Venerdì 1° novembre – Martedì 5 novembre

1

L’avviso scritto in bella grafia sulla porta della Stanza cinque confermò quello che Tally aveva già sospettato, vista l’assenza di gente nel corridoio: la lezione era stata annullata. Mrs Maybrook si era ammalata ma sperava di esserci il venerdì successivo. Quella sera Mr Pollard sarebbe stato lieto di accogliere gli studenti alle sei nella Stanza sette per la sua lezione su Ruskin e Venezia. Tally si accorse di non avere affatto voglia di destreggiarsi anche solo per un’ora fra le novità di un argomento che non conosceva, con un conferenziere diverso e fra facce sconosciute. Questo era il contrattempo finale di una giornata cominciata in modo tanto promettente, con quegli sprazzi di sole che parevano il riflesso di una crescente speranza che tutto potesse andare comunque nel modo migliore, ma che aveva fatto un cambiamento con il calar della sera. Un vento capriccioso sempre più forte e un cielo quasi senza stelle le avevano fatto provare in modo opprimente la sensazione che niente sarebbe andato a buon fine. E adesso quel viaggio infruttuoso. Tornò al portico deserto dove aveva parcheggiato la bicicletta e aprì con la chiavetta il lucchetto sulla ruota. Era tempo di tornare alle comodità familiari del cottage, a un libro o a un video; di tornare alla compagnia – senza pretese anche se poco affettuosa – di Tomcat.

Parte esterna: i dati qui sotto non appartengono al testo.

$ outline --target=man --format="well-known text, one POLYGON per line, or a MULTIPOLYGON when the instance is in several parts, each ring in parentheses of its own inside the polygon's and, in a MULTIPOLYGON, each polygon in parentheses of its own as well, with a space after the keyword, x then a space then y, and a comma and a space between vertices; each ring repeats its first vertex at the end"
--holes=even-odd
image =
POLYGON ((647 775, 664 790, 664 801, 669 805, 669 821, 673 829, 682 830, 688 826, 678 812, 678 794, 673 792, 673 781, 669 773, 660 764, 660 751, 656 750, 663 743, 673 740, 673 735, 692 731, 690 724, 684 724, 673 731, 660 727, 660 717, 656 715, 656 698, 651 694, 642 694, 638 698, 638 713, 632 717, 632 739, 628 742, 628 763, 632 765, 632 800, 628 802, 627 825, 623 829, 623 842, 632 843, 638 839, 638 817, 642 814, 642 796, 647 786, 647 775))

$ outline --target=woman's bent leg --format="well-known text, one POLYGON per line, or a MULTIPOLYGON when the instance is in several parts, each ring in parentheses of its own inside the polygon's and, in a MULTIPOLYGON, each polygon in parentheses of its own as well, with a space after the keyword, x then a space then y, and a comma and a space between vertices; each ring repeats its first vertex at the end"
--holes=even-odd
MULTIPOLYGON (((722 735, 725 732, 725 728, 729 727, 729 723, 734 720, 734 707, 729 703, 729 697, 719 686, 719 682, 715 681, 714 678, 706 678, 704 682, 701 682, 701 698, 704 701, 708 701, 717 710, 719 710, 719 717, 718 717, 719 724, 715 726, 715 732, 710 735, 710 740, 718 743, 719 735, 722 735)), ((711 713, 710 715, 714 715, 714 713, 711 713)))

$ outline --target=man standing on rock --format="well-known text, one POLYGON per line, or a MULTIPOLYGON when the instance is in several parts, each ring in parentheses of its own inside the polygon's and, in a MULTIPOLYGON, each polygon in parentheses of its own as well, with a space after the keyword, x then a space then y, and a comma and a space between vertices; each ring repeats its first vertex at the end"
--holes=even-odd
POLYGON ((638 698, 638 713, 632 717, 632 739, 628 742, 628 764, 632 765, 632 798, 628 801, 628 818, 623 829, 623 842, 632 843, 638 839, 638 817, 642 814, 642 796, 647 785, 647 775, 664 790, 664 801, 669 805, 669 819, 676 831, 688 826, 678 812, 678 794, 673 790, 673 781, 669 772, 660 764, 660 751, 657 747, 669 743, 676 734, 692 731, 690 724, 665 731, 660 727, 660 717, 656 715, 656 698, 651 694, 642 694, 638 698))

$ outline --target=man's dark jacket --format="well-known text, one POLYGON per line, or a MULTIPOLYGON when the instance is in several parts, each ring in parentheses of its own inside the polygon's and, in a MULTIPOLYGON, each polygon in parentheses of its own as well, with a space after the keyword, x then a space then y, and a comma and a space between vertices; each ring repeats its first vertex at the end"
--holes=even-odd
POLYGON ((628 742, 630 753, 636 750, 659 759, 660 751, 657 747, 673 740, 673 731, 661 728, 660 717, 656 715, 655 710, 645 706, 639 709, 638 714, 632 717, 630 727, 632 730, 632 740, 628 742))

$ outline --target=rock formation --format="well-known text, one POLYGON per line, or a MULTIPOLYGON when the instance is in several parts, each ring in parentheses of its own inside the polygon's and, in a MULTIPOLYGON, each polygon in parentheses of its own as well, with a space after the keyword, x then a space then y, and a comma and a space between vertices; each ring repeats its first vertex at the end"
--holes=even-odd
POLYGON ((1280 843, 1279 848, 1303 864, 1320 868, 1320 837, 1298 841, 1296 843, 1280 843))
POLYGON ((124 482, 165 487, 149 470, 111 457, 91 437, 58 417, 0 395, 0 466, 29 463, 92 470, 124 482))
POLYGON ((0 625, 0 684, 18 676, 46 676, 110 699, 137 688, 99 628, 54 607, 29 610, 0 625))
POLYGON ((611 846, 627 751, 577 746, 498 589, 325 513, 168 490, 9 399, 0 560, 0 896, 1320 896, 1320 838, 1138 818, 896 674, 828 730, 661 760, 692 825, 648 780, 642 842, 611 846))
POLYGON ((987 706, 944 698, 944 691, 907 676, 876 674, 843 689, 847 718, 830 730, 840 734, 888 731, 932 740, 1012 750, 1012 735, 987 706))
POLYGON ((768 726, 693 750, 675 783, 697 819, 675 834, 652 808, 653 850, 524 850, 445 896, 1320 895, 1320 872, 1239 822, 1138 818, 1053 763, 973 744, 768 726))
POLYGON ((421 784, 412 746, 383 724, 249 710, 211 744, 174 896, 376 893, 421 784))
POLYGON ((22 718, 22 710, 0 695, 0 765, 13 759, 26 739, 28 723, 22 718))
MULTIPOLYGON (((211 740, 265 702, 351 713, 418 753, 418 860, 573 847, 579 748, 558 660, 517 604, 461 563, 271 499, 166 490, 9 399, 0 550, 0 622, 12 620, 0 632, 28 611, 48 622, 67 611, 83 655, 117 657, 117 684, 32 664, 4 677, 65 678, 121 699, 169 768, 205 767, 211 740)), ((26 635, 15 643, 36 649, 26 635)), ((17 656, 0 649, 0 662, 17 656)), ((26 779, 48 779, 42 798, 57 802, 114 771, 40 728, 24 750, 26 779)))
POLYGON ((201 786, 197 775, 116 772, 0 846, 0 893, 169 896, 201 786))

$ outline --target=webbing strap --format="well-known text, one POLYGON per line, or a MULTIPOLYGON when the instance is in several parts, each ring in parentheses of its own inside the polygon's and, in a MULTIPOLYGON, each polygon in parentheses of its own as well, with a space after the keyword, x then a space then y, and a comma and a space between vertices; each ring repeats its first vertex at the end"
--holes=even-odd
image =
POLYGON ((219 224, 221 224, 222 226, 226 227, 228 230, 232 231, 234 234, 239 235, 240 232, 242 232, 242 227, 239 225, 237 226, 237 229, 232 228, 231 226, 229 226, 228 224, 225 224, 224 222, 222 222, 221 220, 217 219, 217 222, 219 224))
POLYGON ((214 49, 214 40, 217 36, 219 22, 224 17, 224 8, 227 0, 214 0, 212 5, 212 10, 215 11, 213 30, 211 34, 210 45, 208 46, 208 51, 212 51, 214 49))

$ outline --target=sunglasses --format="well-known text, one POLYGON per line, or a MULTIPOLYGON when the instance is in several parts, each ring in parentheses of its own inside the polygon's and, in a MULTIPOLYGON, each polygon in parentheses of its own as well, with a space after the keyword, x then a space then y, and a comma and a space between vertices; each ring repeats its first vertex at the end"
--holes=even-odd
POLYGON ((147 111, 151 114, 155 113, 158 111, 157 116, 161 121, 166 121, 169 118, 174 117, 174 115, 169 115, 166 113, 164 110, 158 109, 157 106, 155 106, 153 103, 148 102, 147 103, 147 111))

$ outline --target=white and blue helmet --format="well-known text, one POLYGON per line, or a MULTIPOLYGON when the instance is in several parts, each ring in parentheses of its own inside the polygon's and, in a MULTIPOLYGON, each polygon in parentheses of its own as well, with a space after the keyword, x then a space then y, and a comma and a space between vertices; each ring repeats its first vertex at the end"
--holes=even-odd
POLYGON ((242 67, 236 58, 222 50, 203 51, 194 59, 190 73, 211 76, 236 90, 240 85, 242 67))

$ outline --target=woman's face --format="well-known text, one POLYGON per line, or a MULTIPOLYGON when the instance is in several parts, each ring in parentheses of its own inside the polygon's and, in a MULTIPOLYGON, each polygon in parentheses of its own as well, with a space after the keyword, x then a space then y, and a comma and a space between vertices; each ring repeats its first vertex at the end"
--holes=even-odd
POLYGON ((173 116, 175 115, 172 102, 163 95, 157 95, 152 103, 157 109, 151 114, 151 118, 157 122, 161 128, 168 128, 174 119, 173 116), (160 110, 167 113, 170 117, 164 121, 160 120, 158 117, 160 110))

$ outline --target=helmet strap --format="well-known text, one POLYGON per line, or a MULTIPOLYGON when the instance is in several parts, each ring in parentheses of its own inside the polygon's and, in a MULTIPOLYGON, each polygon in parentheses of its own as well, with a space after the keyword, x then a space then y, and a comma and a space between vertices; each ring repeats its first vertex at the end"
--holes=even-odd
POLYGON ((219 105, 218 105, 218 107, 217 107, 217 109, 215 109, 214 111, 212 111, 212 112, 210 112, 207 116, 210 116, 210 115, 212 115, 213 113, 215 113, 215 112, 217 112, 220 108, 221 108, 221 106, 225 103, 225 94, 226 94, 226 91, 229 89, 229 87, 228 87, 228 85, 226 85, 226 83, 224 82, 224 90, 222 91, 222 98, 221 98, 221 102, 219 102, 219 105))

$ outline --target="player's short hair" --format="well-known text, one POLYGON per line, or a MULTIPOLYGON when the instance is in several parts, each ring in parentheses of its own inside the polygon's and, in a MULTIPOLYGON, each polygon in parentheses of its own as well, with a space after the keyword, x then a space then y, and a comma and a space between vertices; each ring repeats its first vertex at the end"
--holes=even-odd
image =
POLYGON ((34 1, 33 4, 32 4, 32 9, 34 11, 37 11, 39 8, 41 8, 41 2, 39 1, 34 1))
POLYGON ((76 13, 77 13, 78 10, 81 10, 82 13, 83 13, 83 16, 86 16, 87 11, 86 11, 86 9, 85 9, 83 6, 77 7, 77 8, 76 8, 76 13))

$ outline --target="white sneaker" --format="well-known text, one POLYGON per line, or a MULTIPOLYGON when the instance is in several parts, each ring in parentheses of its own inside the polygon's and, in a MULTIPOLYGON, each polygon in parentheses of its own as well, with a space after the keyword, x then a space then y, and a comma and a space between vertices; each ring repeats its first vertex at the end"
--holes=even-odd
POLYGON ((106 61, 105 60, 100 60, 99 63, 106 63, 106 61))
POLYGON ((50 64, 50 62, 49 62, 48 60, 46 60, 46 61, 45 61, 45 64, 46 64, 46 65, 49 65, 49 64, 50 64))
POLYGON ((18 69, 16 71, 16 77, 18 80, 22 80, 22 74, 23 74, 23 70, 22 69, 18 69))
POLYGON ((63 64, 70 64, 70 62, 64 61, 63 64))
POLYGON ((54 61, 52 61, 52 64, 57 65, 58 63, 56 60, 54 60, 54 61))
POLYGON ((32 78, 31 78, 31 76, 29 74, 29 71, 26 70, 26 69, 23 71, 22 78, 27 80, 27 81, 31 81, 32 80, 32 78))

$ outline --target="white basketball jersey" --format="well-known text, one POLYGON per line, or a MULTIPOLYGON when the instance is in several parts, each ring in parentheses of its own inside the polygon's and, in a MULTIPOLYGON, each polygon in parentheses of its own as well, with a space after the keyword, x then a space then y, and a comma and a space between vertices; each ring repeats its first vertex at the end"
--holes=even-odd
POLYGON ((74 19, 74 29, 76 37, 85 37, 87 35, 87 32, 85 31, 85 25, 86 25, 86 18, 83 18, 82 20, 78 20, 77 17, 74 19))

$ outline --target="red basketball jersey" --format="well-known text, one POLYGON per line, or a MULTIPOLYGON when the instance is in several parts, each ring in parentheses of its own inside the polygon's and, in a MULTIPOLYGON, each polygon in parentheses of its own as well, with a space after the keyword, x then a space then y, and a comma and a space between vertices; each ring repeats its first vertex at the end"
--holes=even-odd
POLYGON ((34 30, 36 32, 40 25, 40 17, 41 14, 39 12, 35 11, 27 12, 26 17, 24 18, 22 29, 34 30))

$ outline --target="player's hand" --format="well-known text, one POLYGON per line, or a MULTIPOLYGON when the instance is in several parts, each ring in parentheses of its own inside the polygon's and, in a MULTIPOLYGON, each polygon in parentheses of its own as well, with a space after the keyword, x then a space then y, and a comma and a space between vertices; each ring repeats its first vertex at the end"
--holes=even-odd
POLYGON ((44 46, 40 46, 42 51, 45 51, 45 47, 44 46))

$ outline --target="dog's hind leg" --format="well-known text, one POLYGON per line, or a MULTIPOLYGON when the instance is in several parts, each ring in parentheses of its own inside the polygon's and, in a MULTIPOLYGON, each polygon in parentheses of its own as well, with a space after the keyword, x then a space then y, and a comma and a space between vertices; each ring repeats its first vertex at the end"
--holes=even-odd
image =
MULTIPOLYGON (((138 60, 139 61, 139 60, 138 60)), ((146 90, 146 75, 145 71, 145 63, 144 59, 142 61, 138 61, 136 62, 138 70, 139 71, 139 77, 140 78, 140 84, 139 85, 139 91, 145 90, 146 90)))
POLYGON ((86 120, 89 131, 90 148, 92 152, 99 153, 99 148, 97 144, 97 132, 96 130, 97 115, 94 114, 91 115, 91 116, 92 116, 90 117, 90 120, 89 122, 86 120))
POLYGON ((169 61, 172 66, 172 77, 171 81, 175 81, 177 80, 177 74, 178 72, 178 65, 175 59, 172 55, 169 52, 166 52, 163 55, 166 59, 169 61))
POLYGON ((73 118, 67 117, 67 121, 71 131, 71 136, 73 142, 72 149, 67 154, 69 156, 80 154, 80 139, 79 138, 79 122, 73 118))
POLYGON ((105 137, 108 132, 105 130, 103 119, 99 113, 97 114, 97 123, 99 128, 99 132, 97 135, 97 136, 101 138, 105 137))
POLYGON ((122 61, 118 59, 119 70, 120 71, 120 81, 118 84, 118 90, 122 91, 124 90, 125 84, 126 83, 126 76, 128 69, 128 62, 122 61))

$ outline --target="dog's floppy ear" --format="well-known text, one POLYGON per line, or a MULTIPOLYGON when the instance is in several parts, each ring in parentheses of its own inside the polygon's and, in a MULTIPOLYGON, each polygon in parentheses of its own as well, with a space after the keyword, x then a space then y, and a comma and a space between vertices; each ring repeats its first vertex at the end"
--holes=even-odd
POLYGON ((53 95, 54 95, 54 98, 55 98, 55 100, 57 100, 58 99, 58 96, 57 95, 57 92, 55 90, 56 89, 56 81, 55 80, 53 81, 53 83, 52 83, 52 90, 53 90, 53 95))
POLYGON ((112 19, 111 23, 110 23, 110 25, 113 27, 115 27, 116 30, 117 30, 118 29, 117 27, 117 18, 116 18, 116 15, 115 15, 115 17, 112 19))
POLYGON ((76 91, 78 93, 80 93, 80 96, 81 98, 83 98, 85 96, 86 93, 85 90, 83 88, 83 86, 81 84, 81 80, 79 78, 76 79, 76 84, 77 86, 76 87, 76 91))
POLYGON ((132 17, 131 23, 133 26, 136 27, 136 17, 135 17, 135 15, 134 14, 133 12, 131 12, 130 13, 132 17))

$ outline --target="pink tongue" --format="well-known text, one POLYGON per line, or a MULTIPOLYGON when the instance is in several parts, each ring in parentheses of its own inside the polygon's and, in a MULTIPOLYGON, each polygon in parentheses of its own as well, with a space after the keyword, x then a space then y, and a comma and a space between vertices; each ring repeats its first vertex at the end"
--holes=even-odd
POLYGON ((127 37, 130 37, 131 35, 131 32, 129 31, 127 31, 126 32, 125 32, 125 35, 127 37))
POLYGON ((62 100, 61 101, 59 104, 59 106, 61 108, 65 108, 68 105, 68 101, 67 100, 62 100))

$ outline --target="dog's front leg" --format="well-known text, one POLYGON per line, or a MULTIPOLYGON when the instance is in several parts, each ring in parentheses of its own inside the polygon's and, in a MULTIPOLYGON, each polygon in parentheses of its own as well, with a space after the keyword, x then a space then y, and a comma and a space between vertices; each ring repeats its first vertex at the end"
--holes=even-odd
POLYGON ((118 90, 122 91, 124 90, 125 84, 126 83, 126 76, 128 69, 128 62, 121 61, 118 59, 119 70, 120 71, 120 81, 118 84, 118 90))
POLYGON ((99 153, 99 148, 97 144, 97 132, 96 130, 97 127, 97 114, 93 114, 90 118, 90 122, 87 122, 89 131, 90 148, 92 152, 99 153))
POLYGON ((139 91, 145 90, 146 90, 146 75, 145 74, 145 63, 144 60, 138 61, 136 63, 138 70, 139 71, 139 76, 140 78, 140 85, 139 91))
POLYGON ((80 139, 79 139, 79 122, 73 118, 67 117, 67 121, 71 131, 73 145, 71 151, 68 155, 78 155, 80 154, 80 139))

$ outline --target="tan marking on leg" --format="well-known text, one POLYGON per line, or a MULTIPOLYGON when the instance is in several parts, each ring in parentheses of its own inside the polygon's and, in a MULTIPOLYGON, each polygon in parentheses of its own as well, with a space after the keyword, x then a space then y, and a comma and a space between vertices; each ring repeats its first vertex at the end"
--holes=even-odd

Mai prima d’ora aveva trovato tanto faticoso il tragitto di ritorno a casa. E non solo perché le raffiche di vento la coglievano di sorpresa. Le pareva di avere le gambe di piombo e la bicicletta era diventata un peso ingombrante che richiedeva tutta la sua forza per essere spinto avanti. Fu con sollievo che, dopo aver aspettato che una breve processione di macchine passasse lungo Spaniards Road, attraversò la strada e cominciò a pedalare lungo il viale. Quella sera sembrava senza fine. Il buio quasi palpabile le mozzava il respiro. Si curvò sul manubrio, osservando il cerchio di luce del fanale della bicicletta ondeggiare sulla striscia di macadam come un fuoco fatuo. Mai in precedenza aveva trovato inquietante il buio. Era diventata una specie di abitudine serale quella di attraversare il suo giardinetto fino al limite di Hampstead Heath, annusare con piacere l’odore di terra che emanava dal suolo e dalle piante intensificato dall’oscurità e osservare in distanza le palpitanti luci di Londra, di uno sfavillio più stridente della miriade di punte di spillo sparpagliate nell’arco del cielo. Ma stanotte non sarebbe più uscita.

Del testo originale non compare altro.